The contrast extends beyond Los Angeles. Michelin Selected hotels in other major American cities, Raffles Boston, The Fifth Avenue Hotel in New York City, tend to operate in the grand-hotel tradition, where size and formality are features. Petit Ermitage earns its recognition through a different set of qualities: density of character, consistency of atmosphere, and a guest experience that does not require scale to deliver on its promise.

Planning Your Stay

West Hollywood's hotel market tightens considerably during awards season, major industry events, and the summer peak. Properties of this size, with a limited number of rooms, absorb demand pressure differently from larger hotels; availability at boutique properties can shift quickly when a single group booking removes a meaningful percentage of inventory. Travelers with specific date requirements should plan with adequate lead time, particularly for stays tied to events in the entertainment or fashion calendars. The Cynthia Street address provides reasonable proximity to both the West Hollywood dining corridor and Beverly Hills, making it a functional base for guests whose schedules extend across both neighborhoods. For those comparing options across the broader Los Angeles Area coastal range, Hotel Erwin Venice Beach and Hotel Oceana in Santa Monica represent the westward alternatives within a similar independent-hotel tier. Internationally minded travelers contextualizing the Petit Ermitage against European boutique benchmarks might reference Hôtel de Paris Monte-Carlo or Badrutt's Palace Hotel in St. Moritz for the contrast in format and scale, and Four Seasons at The Surf Club in Surfside, Amangiri in Canyon Point, Kona Village in Kailua Kona, Little Palm Island Resort in Little Torch Key, Sage Lodge in Pray, Meadowood Napa Valley, SingleThread Farm Inn in Healdsburg, and Canyon Ranch Tucson for the wider American boutique-and-resort spectrum. Gold Diggers represents a sharply different West Hollywood register for those whose priorities run toward live music and nightlife programming over residential calm.

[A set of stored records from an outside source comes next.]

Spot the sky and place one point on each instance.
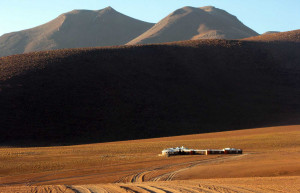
(260, 15)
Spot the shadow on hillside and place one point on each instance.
(77, 96)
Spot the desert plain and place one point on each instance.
(269, 163)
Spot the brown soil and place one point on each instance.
(268, 152)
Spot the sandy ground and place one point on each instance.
(270, 163)
(258, 184)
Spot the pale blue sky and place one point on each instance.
(260, 15)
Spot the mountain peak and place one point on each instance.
(109, 8)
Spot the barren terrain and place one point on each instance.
(271, 155)
(76, 96)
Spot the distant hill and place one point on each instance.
(189, 23)
(75, 29)
(291, 36)
(131, 92)
(270, 32)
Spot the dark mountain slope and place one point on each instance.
(290, 36)
(190, 23)
(75, 29)
(106, 94)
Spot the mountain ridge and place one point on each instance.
(195, 23)
(87, 95)
(77, 28)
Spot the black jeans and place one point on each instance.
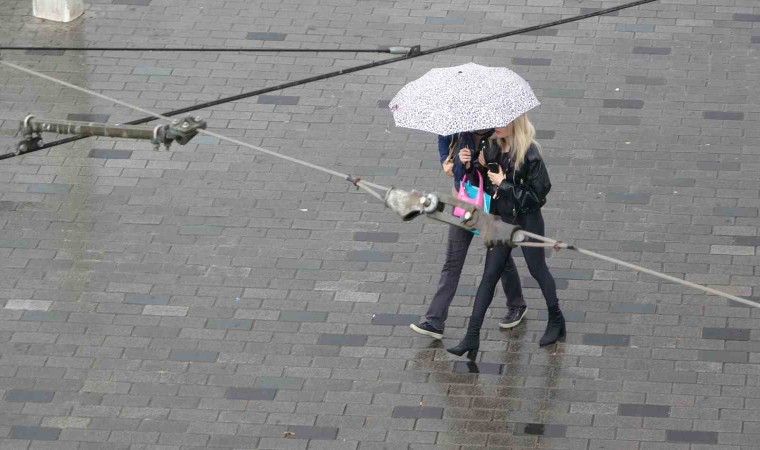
(498, 257)
(456, 252)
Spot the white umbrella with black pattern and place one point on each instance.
(462, 98)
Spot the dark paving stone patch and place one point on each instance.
(228, 324)
(417, 412)
(278, 99)
(259, 36)
(622, 104)
(345, 340)
(87, 117)
(20, 395)
(395, 319)
(723, 115)
(542, 32)
(609, 340)
(727, 334)
(637, 410)
(481, 368)
(540, 429)
(692, 437)
(142, 299)
(517, 61)
(34, 433)
(637, 79)
(192, 356)
(313, 433)
(302, 316)
(633, 308)
(651, 50)
(110, 154)
(372, 236)
(234, 393)
(369, 256)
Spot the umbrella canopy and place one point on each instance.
(462, 98)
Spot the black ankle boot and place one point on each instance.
(555, 329)
(471, 341)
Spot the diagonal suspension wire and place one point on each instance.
(199, 49)
(412, 54)
(368, 187)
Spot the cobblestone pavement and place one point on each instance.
(211, 298)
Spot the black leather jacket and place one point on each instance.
(521, 192)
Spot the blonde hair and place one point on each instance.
(519, 141)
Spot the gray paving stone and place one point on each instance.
(695, 437)
(614, 340)
(370, 236)
(193, 356)
(637, 79)
(733, 334)
(637, 410)
(651, 50)
(19, 395)
(394, 319)
(110, 154)
(540, 429)
(315, 433)
(516, 61)
(302, 316)
(622, 104)
(34, 433)
(228, 324)
(723, 115)
(417, 412)
(352, 340)
(264, 36)
(233, 393)
(140, 299)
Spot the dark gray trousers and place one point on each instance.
(456, 252)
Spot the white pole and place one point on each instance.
(57, 10)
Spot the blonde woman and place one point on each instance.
(518, 182)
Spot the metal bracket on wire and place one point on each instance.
(180, 131)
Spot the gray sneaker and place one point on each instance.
(513, 318)
(424, 328)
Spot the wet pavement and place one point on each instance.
(210, 297)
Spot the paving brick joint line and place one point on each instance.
(207, 298)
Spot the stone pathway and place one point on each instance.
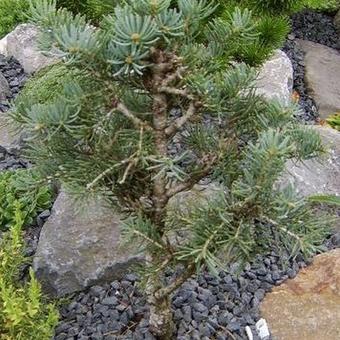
(322, 65)
(307, 307)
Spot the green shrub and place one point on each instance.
(269, 34)
(334, 121)
(12, 12)
(18, 186)
(48, 83)
(24, 314)
(147, 60)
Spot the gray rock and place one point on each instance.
(322, 76)
(110, 301)
(22, 45)
(318, 176)
(275, 79)
(80, 248)
(4, 87)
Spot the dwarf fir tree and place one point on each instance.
(162, 108)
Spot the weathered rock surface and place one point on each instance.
(318, 176)
(4, 87)
(307, 307)
(322, 66)
(275, 78)
(80, 248)
(22, 45)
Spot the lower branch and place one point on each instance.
(194, 179)
(166, 291)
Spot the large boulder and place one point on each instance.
(22, 45)
(275, 79)
(80, 247)
(322, 75)
(319, 175)
(4, 87)
(307, 307)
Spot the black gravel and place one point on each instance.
(316, 27)
(15, 76)
(206, 307)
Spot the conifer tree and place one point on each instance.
(114, 134)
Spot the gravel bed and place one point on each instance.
(206, 307)
(316, 27)
(15, 76)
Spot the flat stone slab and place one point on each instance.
(319, 175)
(322, 66)
(79, 248)
(23, 46)
(275, 79)
(307, 307)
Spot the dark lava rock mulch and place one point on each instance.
(316, 27)
(16, 78)
(207, 307)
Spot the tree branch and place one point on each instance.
(181, 121)
(166, 291)
(194, 179)
(139, 123)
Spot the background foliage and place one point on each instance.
(20, 187)
(24, 313)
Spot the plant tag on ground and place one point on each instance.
(262, 329)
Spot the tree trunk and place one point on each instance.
(161, 322)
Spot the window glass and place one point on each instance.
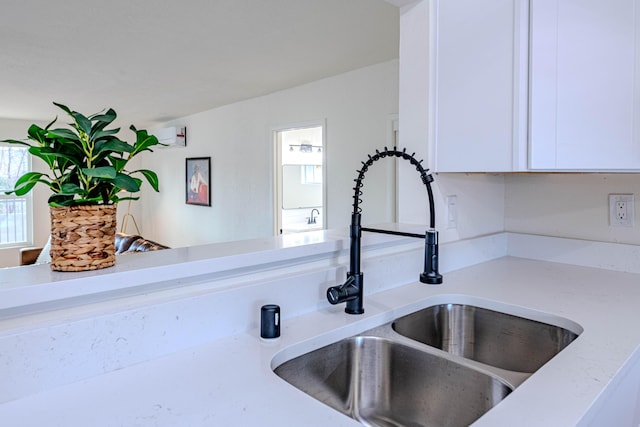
(14, 210)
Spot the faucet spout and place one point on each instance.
(351, 291)
(312, 219)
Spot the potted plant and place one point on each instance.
(87, 172)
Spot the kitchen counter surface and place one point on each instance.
(230, 382)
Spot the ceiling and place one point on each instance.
(157, 60)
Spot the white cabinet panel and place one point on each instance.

Frequently asked questions

Where the Accolades Land

Comparable venues nearby, for context on price, style, and recognition.

At a Glance
Vibe
  • Bohemian
  • Romantic
  • Elegant
  • Intimate
  • Whimsical
  • Opulent
Best For
  • Romantic Getaway
  • Anniversary
  • Honeymoon
Experience
  • Rooftop Pool
Amenities
  • Pool
  • Wifi
  • Fitness Center
  • Room Service
  • Concierge
  • Valet Parking
  • Yoga Classes
Views
  • Skyline
Dress CodeSmart Casual
Noise LevelConversational
CapacitySmall
Rooms80
Check-In16:00
Check-Out11:00
PetsAllowed

Low lighting, antiquities, and eclectic art create a secretive, Tsarist decadent atmosphere with cozy fireplaces and lush rooftop gardens.